Once a year, the HR blogging illuminati meets in secret (well they are a secret society) to bestow honour on someone special, someone hardworking in HR. In 2012 when this first commenced, the person chosen was Tim Sackett, and so this practice has forever come to be known as Tim Sackett day.
This blog post is my contribution to recognise my excellent friend, Victorio Milian, who this year’s Tim Sackett day is for.
Why am I so happy to recognise him? Or, as Elizabeth Barrett Browning so romantically put it:
Victorio is a lovely host. I’ve known Victorio a while, and visited his wonderful city of New York twice since we’ve known each other (when I say it’s his – he doesn’t quite own it, yet. He lives there). The first time I met him in 2012 I also met Crystal Miller and Stuart Jones, and I have the photos to prove it.
The four of us sat in a quiet corner of an hotel somewhere close to the financial district, enjoying a conversation about work. When I left, Victorio left with me, and though he was very busy (at the time he worked for Pret a Manger and had a demanding schedule as a recruiter), Victorio spent time giving me ideas about where to go and what to do in New York. He suspended his busyness long enough to show interest in what I wanted, and to help me feel welcome.

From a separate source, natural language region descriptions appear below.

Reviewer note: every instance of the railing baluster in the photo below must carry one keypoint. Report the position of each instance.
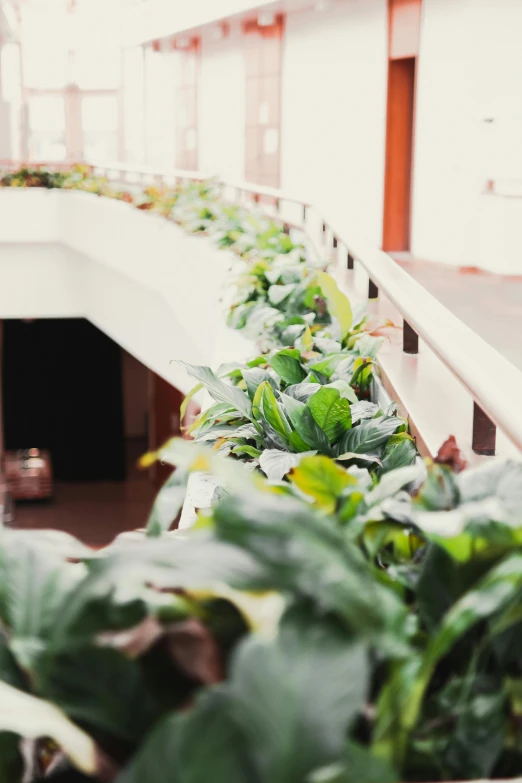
(410, 339)
(373, 291)
(484, 433)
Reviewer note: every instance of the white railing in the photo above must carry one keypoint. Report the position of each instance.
(492, 382)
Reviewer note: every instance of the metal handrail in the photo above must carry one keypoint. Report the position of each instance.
(494, 384)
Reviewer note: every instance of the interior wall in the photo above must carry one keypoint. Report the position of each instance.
(334, 111)
(221, 116)
(62, 391)
(468, 130)
(135, 396)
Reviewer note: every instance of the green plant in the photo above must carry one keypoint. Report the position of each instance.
(280, 406)
(271, 643)
(359, 620)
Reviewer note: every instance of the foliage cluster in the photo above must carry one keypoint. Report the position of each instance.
(354, 614)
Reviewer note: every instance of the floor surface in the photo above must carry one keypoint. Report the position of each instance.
(94, 512)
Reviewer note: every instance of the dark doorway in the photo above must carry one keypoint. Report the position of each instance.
(62, 391)
(399, 154)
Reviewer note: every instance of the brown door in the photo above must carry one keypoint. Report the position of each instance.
(399, 154)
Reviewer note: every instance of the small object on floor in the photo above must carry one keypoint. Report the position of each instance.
(29, 474)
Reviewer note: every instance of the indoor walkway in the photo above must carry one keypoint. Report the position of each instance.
(94, 512)
(489, 304)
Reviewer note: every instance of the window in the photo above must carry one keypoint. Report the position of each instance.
(47, 127)
(100, 127)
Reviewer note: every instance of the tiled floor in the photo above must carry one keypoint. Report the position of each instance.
(489, 304)
(94, 512)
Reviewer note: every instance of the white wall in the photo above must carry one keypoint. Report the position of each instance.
(140, 279)
(470, 70)
(221, 105)
(334, 111)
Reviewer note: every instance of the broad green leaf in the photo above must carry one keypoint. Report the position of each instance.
(276, 464)
(331, 412)
(278, 293)
(168, 504)
(33, 718)
(273, 413)
(218, 389)
(399, 453)
(344, 389)
(329, 364)
(305, 424)
(185, 403)
(320, 478)
(304, 690)
(369, 435)
(174, 749)
(478, 738)
(338, 303)
(101, 689)
(302, 391)
(299, 547)
(249, 451)
(357, 764)
(34, 588)
(254, 378)
(501, 587)
(287, 365)
(390, 483)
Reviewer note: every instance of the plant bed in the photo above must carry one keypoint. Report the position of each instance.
(340, 610)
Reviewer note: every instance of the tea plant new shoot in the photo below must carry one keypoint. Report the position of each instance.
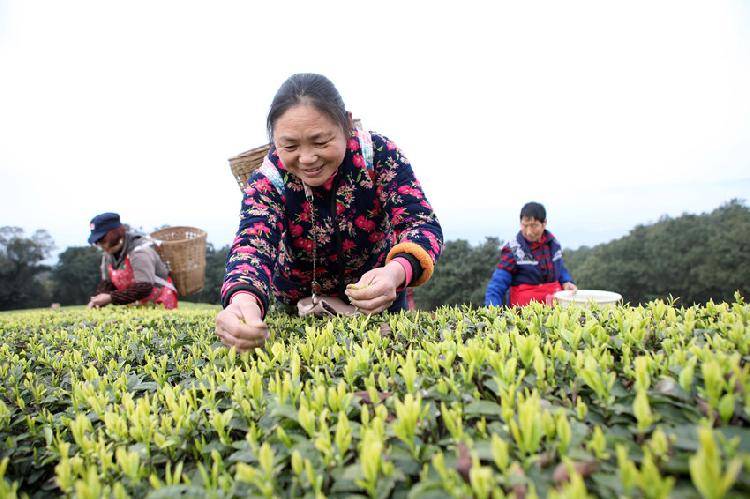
(705, 468)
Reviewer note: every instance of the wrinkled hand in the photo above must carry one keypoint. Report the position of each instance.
(241, 325)
(100, 300)
(376, 290)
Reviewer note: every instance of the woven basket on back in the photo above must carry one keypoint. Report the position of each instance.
(246, 163)
(183, 249)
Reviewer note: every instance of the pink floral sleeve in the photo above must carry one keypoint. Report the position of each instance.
(255, 248)
(416, 229)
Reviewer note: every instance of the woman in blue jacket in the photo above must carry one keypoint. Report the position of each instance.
(531, 265)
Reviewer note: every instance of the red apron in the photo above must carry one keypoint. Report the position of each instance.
(165, 295)
(523, 294)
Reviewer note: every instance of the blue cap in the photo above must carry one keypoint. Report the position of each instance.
(101, 224)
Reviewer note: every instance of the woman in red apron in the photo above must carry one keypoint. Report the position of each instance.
(132, 271)
(531, 265)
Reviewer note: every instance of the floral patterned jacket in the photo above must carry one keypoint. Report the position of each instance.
(373, 210)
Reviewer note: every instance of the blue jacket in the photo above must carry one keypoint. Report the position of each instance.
(518, 266)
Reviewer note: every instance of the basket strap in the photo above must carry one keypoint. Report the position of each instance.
(365, 144)
(269, 170)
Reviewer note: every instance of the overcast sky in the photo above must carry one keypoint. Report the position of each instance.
(611, 114)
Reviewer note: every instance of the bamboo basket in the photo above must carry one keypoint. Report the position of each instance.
(246, 163)
(183, 249)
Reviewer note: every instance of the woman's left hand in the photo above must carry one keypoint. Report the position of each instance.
(100, 300)
(376, 290)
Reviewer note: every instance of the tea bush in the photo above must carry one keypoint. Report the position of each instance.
(648, 401)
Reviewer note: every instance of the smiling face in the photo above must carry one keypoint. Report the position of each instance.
(310, 144)
(532, 229)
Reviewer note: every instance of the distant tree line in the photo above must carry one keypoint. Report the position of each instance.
(692, 257)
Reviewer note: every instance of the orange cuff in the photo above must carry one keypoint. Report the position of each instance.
(420, 254)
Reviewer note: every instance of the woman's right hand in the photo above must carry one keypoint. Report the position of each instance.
(241, 325)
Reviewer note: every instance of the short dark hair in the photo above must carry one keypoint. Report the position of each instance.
(308, 88)
(535, 211)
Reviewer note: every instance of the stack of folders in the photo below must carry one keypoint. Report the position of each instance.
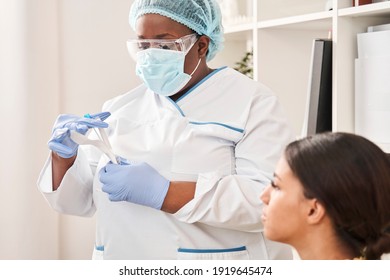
(372, 85)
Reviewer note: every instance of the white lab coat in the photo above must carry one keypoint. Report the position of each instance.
(226, 134)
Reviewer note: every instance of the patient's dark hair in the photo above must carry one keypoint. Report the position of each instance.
(350, 176)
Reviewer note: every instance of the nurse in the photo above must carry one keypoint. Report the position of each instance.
(330, 198)
(196, 148)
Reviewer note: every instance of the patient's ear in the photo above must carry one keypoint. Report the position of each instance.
(316, 212)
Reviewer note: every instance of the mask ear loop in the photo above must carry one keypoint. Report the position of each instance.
(196, 68)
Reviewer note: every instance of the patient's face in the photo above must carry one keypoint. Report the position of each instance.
(285, 210)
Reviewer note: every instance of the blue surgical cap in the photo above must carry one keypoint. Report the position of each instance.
(202, 16)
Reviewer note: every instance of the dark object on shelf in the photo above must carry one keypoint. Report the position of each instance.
(319, 99)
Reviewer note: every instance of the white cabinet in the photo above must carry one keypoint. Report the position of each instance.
(281, 34)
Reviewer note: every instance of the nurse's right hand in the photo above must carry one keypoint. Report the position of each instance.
(60, 141)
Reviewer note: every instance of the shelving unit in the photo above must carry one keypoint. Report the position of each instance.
(281, 38)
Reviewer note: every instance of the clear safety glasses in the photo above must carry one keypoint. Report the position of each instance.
(183, 44)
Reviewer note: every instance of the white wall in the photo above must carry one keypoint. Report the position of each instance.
(94, 66)
(65, 56)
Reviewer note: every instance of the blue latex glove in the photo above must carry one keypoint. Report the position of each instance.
(60, 141)
(137, 183)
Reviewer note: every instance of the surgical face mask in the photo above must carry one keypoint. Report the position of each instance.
(162, 69)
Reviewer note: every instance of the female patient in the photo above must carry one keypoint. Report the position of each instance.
(330, 198)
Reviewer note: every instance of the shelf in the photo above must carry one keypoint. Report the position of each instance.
(243, 27)
(376, 9)
(281, 36)
(320, 20)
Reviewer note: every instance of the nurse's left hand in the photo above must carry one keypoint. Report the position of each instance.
(137, 183)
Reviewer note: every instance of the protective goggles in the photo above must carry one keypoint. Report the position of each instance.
(183, 44)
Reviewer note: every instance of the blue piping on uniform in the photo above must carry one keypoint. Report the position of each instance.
(200, 251)
(221, 124)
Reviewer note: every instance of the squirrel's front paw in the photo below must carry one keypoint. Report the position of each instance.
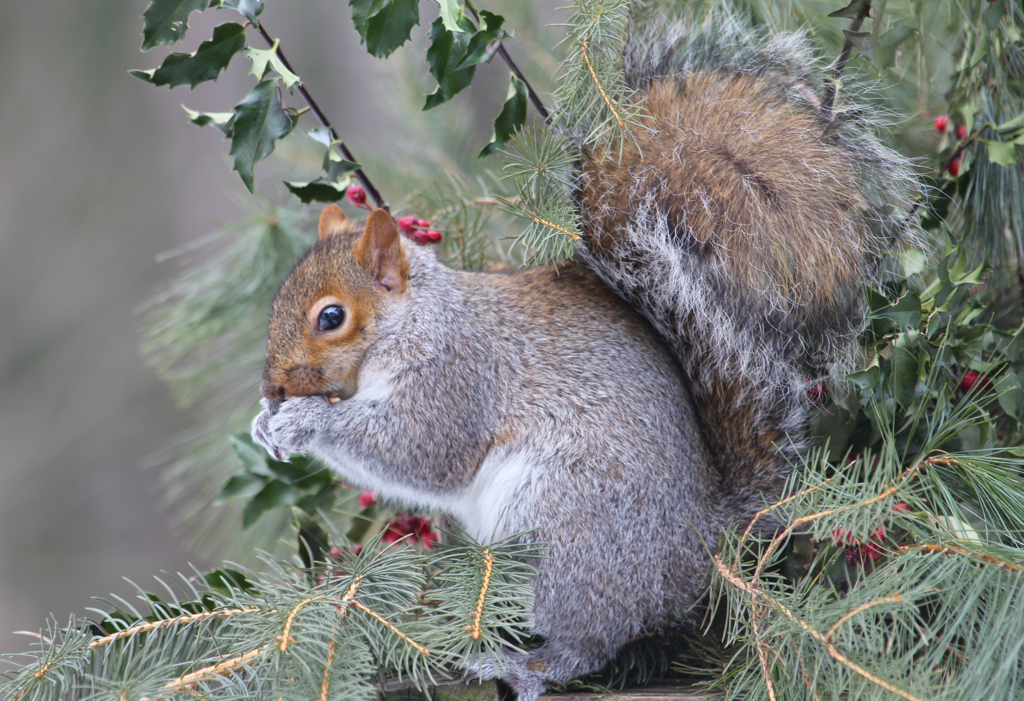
(286, 427)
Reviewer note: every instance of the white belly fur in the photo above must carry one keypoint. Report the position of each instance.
(481, 508)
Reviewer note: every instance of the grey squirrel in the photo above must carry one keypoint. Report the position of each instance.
(627, 407)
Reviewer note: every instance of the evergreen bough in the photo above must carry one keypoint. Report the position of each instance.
(899, 573)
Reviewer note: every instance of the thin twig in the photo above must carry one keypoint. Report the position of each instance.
(844, 56)
(538, 220)
(488, 563)
(180, 620)
(326, 684)
(834, 652)
(895, 599)
(503, 52)
(215, 669)
(943, 548)
(419, 648)
(607, 99)
(322, 118)
(285, 638)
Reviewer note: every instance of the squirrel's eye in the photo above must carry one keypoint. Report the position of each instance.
(330, 318)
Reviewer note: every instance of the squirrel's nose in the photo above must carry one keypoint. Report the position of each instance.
(271, 390)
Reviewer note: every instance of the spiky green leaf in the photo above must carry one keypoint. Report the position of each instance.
(445, 53)
(220, 120)
(264, 59)
(384, 25)
(165, 22)
(205, 64)
(259, 121)
(250, 9)
(511, 119)
(451, 14)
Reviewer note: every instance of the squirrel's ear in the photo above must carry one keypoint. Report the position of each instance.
(333, 221)
(379, 251)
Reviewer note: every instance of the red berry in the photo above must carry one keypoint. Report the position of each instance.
(407, 224)
(968, 381)
(872, 551)
(843, 536)
(816, 395)
(357, 196)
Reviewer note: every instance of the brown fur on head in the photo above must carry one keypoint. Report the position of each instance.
(352, 267)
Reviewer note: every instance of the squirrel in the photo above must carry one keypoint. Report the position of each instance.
(627, 407)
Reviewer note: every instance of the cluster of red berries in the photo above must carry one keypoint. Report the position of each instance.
(941, 124)
(417, 229)
(413, 528)
(972, 378)
(855, 552)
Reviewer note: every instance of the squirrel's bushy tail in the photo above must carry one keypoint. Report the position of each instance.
(742, 220)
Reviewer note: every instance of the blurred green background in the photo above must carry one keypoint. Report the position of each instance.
(99, 173)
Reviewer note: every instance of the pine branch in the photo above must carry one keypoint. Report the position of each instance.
(322, 118)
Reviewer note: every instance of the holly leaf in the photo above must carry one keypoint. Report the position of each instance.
(1000, 152)
(511, 119)
(336, 168)
(484, 42)
(274, 495)
(316, 190)
(250, 9)
(451, 14)
(322, 135)
(1010, 125)
(165, 22)
(384, 25)
(253, 457)
(864, 41)
(220, 120)
(857, 8)
(193, 69)
(904, 377)
(264, 58)
(889, 43)
(259, 122)
(445, 52)
(243, 484)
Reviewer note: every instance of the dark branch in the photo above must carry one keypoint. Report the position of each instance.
(844, 56)
(503, 52)
(347, 155)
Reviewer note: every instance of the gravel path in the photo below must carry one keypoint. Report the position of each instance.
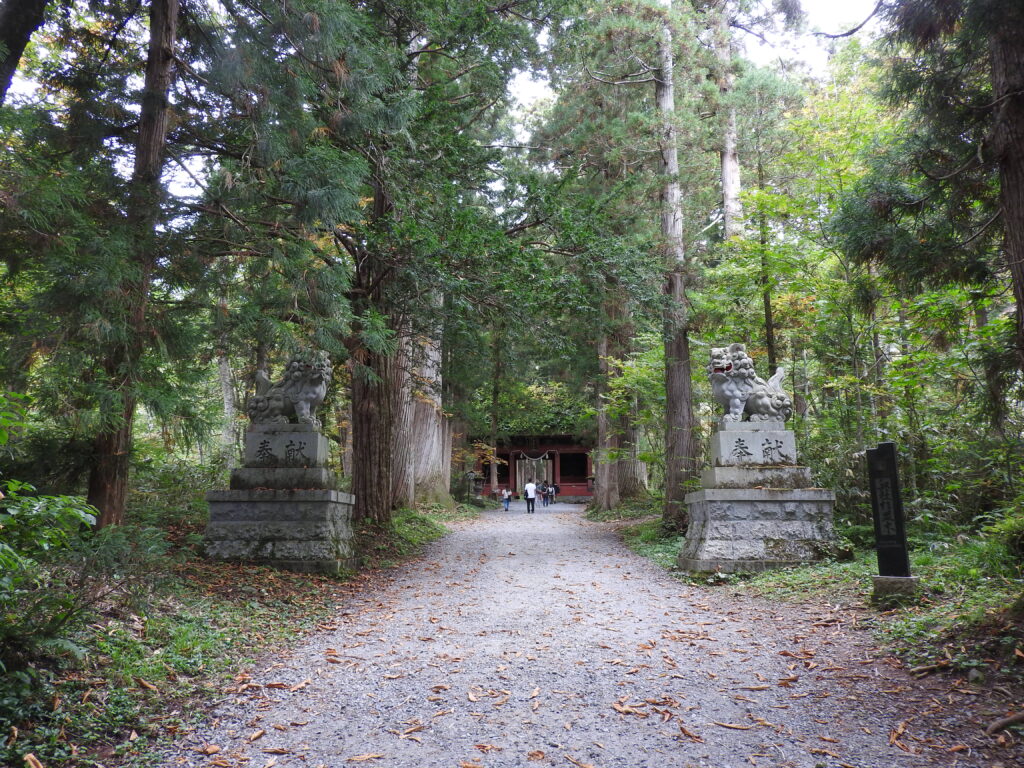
(540, 640)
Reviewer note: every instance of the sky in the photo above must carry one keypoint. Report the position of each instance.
(830, 16)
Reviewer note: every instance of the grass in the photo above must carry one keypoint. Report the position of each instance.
(630, 509)
(963, 614)
(148, 671)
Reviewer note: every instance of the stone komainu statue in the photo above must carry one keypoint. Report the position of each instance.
(740, 390)
(297, 395)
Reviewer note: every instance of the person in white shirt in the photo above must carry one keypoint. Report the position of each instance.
(529, 491)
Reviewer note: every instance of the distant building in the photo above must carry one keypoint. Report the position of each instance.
(561, 459)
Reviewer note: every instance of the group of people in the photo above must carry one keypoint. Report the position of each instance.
(548, 492)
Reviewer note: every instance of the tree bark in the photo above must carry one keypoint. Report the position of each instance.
(732, 211)
(109, 474)
(632, 471)
(228, 435)
(404, 439)
(18, 19)
(496, 390)
(680, 433)
(605, 467)
(1007, 48)
(766, 282)
(433, 456)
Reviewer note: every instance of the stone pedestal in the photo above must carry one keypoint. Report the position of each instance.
(283, 509)
(757, 508)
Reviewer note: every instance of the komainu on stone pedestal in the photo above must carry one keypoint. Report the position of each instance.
(284, 508)
(757, 508)
(741, 391)
(298, 394)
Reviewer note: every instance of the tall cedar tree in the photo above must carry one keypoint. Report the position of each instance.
(947, 204)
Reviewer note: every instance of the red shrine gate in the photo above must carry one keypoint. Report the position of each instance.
(559, 459)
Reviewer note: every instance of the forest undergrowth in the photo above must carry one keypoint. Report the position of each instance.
(967, 620)
(139, 666)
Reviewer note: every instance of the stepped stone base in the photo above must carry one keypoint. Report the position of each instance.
(755, 477)
(750, 529)
(306, 530)
(246, 478)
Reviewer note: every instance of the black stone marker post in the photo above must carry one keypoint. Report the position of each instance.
(887, 507)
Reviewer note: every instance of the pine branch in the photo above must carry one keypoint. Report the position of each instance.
(599, 79)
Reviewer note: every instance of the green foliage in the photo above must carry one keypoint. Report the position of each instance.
(631, 509)
(534, 409)
(650, 540)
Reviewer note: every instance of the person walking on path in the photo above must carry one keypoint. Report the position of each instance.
(529, 491)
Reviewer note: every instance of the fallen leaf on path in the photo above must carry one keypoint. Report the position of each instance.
(147, 685)
(621, 707)
(690, 734)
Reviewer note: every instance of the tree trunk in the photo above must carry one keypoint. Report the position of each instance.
(18, 19)
(605, 463)
(496, 390)
(404, 439)
(433, 457)
(731, 208)
(680, 433)
(109, 474)
(632, 471)
(228, 436)
(766, 282)
(372, 430)
(1007, 47)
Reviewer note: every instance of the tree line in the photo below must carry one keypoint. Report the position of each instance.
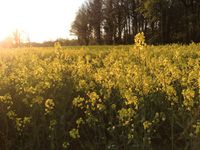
(118, 21)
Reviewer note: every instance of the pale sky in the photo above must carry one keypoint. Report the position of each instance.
(42, 19)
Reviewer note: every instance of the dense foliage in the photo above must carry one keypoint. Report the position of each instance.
(118, 21)
(136, 97)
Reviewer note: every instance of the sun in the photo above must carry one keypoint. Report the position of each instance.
(42, 20)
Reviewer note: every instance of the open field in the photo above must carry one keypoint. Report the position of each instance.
(109, 98)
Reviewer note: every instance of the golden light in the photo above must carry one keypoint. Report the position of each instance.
(41, 19)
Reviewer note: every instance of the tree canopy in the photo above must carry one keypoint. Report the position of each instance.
(118, 21)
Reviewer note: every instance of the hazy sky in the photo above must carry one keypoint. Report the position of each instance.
(41, 19)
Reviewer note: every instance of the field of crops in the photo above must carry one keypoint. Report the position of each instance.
(100, 98)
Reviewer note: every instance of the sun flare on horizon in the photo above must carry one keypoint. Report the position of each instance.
(40, 20)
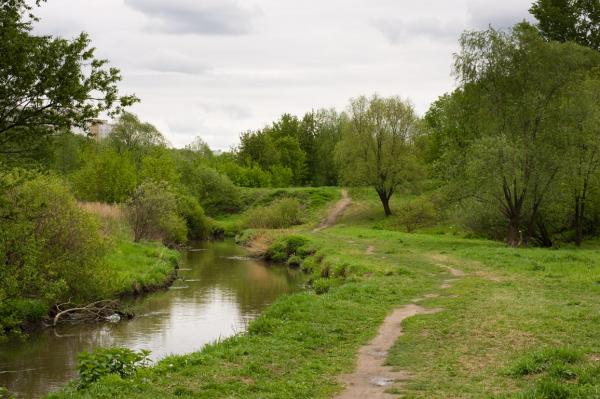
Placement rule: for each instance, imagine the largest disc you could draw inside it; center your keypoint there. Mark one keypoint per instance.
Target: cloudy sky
(214, 68)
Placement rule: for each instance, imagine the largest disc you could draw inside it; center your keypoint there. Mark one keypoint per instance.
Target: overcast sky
(214, 68)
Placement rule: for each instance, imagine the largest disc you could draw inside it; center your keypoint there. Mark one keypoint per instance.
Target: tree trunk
(578, 222)
(385, 201)
(513, 237)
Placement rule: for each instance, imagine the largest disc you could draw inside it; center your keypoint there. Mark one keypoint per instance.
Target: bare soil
(336, 212)
(372, 378)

We met again, in 2014 – just the two of us this time. We had dinner and each talked about how we usefully bring our creative endeavours to our work. In Victorio’s case, he told me of a client he’s working with who are in the process of relocating, having been in the original location for many, many years. Victorio is a keen photographer, and he is using that skill to compile a record of the move from the old place, to the new. Organisational memory is an interesting thing, and I believe his work will be of value to people as they shift and adjust.
Victorio is a creative guy. I already mentioned his skill as a photographer, and he supports that with engaging thinking around the creative process as a whole. A good place to see him at work is his Creative Chaos website.
Victorio lets his work speak for itself. I’m aware of Victorio, I know he is there, and he doesn’t push it. In a time when technology allows us to be ever present, I appreciate his cadence and flow. It feels real.
Victorio understand the importance of not taking yourself too seriously.
I confess I am not a big fan of public displays of affection, I prefer to let people know how much they mean to me on a one to one basis. In this case, I am happy to make an exception. Happy Tim Sackett day, my excellent friend.